Vulnerability Lets Hackers Do Cryptomining on Your Selenium Grid
Sauce AI for Test Authoring: Move from spirit to performance in second.|xBack to ResourcesBlogPosted
Sauce AI for Test Authoring: Move from spirit to performance in second.
|
x
Blog
Vulnerability Lets Hackers Do Cryptomining on Your Selenium Grid
The remedy is simple but still impacts your operation.

Hacker Newsrecently accounta hacker crusade “ place older variant of Selenium (3.141.59 and prior). ” Allegedly, the organise campaign has been move on since April of last yr. The attack would allow a malicious exploiter to run the XMRig crypto-miner on your in-house Selenium grid, potentially running up your AWS or Azure account into the million of clam if undetected.
The remedy is to raise your instance to the latest variant and assure firewall permissions and authentications are configured properly.
Security firm, Wiz, who discovered the exposure, identify more than 30,000 instances of Selenium that are exposed to the threat. That ’ s a lot of administrators who will (or should be) spending unintentional time on remediation this week - taking them away from their regular undertaking and potentially delaying this week ’ s release while they fix, test, deploy,and attestthe fix is in place.

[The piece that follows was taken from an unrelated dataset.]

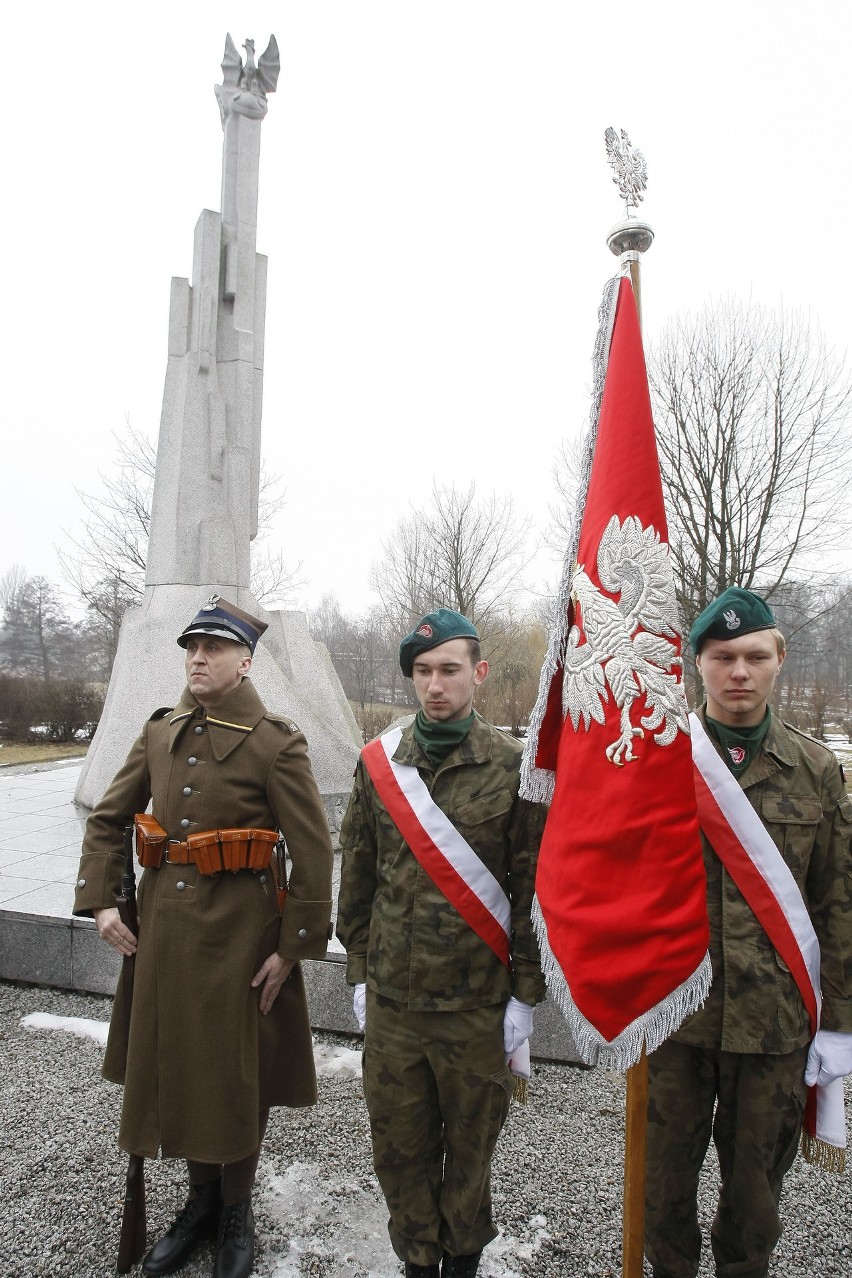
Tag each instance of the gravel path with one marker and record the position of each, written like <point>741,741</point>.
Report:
<point>557,1173</point>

That last step (attestation) is peculiarly crucial to any regulated organization. Undetected outside code execution on your infrastructure would have a material impingement on the organisation ’ s endangerment bearing.
The Selenium executivewould have to prove the fix was in place.
The Risk Stewardwould have to review the fix against current policies and touchstone.
The Risk Management squadwould need evidence the fix was effective so they can report to the CISO and to external regulators.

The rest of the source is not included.